Why does readln include the line terminator?
Andrei Alexandrescu
SeeWebsiteForEmail at erdani.org
Tue Apr 14 21:21:48 PDT 2009
Daniel Keep wrote:
>
> Andrei Alexandrescu wrote:
>> Daniel Keep wrote:
>>> Andrei Alexandrescu wrote:
>>>> ...
>>>>
>>>> Right now readln preserves the separator. The newer File.byLine
>>>> eliminates it by default and offers to keep it by calling
>>>> File.byLine(KeepTerminator.yes).
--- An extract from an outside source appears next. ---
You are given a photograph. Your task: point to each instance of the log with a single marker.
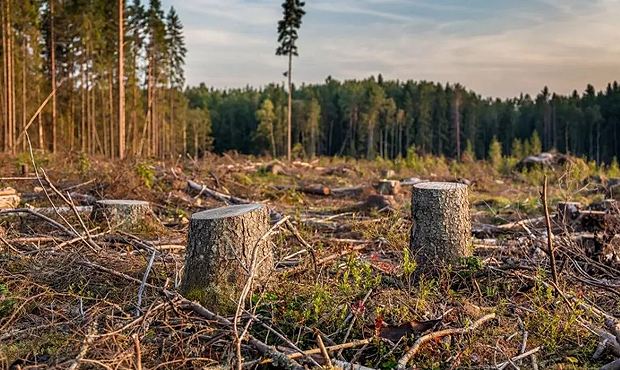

The allowed terminators are one
>>>> character or a string. See
>>>>
>>>> http://erdani.dreamhosters.com/d/web/phobos/std_stdio.html#byLine
>>>>
>>>> I consider such an API adequate but insufficient; we need to add to it.
>>>>
>>>>
>>>> Andrei
>>> Why not:
>>>
>>> char[] line, sep;
>>> line = File.byLine(); // discard sep
>>> line = File.byLine(sep); // pass sep out
>>>
>>> The separator is likely to be more useful once extracted.
>> And how about when sep is elaborate (e.g. regex)?
>>
>> Andrei
>
> Whatever was matched. If we have a file containing:
>
> "A.B,C"
>
> And we split lines using /[.,]/, then this:
>
>> char[] line, sep;
>> line = File.byLine(sep);
>> while( line != "" )
>> {
>> writefln(`line = "%s", sep = "%s"`, line, sep);
>> line = File.byLine(sep);
>> }
>
> Would output this:
>
>> line = "A", sep = "."
>> line = "B", sep = ","
>> line = "C", sep = ""
>
> -- Daniel
Where did you specify the separator in the call to byLine?